Monday, Mar. 12, 1934

Smut Suppression

Over New York City's far-flung police teletype system one night last week clicked a strange order. Each & every New York policeman was directed to constitute himself a censor, see that 59 proscribed magazines were henceforth neither exhibited nor sold in the 2.000 licensed newsstands on the city streets.

Save for the conscientious Nudist, the forbidden publications were all smut sheets, compendiums of "art studies'' bearing such titles as Wild Cherries, Cupid's Capers, Hollywood Squawks. Heretofore the sale of questionable magazines in New York has been combated with the vague threat of criminal prosecution. But austere little Mayor La Guardia has new ways of doing things. His commissioner of licenses simply announced that anyone in his jurisdiction who was caught selling dirty publications would be put out of business.

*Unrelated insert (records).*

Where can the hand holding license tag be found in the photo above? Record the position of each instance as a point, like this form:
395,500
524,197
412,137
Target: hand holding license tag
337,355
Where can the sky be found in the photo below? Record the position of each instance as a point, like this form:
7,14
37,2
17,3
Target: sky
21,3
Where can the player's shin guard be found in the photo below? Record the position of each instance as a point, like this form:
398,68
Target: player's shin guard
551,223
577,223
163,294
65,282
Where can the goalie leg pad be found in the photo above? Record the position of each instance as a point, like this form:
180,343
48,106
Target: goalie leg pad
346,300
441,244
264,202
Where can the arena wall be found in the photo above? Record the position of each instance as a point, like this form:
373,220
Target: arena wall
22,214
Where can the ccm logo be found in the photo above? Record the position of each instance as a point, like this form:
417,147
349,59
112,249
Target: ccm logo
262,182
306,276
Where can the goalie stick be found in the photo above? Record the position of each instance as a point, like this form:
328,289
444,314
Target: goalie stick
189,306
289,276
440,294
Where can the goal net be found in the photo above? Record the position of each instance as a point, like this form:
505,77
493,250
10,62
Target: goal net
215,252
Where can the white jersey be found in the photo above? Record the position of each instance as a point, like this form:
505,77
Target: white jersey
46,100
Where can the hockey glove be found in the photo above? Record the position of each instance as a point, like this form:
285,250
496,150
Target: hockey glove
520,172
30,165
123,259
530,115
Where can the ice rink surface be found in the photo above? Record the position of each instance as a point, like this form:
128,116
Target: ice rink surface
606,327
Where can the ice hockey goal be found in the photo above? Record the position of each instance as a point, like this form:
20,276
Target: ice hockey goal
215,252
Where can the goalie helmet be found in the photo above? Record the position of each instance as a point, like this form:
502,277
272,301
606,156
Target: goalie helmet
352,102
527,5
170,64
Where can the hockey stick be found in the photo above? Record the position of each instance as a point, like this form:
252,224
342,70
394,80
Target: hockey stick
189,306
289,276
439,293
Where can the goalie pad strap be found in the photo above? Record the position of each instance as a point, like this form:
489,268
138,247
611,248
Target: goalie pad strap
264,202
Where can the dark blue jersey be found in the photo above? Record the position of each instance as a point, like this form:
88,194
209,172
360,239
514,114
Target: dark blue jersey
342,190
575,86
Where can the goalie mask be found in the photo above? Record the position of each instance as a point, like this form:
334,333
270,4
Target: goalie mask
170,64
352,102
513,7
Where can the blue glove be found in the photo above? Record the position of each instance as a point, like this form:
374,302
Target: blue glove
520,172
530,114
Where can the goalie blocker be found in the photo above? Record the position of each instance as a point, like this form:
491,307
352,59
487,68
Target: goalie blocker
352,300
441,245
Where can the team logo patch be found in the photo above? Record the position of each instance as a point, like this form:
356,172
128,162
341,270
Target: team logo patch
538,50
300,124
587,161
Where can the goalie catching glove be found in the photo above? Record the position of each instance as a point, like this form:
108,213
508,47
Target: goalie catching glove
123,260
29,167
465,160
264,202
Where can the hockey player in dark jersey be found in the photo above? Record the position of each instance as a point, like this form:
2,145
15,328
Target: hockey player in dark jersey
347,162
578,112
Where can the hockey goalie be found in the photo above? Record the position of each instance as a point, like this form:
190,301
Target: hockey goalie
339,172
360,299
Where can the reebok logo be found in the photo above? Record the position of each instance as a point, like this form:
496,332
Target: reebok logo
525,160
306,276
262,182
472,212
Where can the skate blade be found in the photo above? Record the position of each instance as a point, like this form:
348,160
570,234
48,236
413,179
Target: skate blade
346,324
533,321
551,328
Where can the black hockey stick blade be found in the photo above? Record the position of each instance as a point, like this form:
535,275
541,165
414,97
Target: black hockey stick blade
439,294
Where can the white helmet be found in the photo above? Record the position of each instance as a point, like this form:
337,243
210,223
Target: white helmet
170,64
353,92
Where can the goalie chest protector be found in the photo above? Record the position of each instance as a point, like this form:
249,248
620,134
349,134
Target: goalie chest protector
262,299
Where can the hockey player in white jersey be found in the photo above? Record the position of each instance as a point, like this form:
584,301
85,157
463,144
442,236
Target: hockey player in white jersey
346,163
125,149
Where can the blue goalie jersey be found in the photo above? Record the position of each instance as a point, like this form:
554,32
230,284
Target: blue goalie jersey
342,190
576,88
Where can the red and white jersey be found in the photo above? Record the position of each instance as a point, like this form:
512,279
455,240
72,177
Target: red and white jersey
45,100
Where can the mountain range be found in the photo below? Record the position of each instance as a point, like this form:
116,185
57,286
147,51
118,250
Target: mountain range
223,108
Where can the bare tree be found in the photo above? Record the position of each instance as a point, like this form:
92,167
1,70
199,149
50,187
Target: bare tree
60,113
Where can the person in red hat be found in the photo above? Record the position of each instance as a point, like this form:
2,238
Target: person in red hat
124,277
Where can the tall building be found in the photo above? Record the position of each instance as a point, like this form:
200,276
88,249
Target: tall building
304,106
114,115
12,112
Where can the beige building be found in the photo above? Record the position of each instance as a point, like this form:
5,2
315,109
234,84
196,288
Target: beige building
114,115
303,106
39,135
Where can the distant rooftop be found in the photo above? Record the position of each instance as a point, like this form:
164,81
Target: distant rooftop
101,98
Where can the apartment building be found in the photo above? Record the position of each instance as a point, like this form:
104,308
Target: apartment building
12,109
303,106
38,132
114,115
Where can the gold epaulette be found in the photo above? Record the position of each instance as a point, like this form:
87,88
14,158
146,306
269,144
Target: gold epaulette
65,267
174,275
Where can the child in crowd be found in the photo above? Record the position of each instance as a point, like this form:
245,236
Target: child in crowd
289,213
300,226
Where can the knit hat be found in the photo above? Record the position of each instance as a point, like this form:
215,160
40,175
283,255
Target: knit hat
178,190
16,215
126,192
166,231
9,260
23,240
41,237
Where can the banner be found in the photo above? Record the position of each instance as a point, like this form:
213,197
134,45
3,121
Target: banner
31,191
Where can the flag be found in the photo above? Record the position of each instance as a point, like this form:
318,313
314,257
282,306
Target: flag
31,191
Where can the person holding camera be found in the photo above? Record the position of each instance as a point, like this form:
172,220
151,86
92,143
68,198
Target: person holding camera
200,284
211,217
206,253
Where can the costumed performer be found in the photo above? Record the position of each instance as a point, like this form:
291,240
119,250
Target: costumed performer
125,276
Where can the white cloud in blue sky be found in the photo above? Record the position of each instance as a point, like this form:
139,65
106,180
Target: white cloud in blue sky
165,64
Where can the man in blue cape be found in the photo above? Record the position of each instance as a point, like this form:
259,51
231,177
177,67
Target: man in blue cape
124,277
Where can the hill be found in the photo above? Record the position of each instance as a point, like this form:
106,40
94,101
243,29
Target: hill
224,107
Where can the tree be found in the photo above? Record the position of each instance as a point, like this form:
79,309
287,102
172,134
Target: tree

Promptly to the aid of the Nudist sprang the scrappy Civil Liberties Union. Well aware that the license commissioner's powers to revoke were entirely discretionary, C. L. U. nevertheless wanted a test case on his powers to judge what was or was not obscene.

Merwil Publishing Co., Nuregal Publishing Co. and Culture Publications, proprietors of eleven of the barred magazines, went to court for a different reason. They asked an injunction against the commissioner's order on the grounds that he was jeopardizing a thriving business. The smut business has boomed since the Depression because news dealers who once would not handle that sort of stuff will now sell anything which will put a few pennies in the till. It was revealed that of the average 50.000 circulation of the suspect magazines, 10% were sold in New York. Price: 25-c- a copy, of which the dealer gets 6-c-, the publisher 11-c-, the printer 8-c-.

Indignantly declared Merwil's Publisher Harry Donenfeld, whose line includes La Parce, Gay Parisienne, Spicy Stories, Pep: "Take books like God's Little Acre and Ulysses. The courts have maintained that there's nothing obscene in them. They really describe life.

"A girl just out of school--she's the most easily ruined. But after she's read our magazines she knows sex. She knows life. She's better able to protect herself."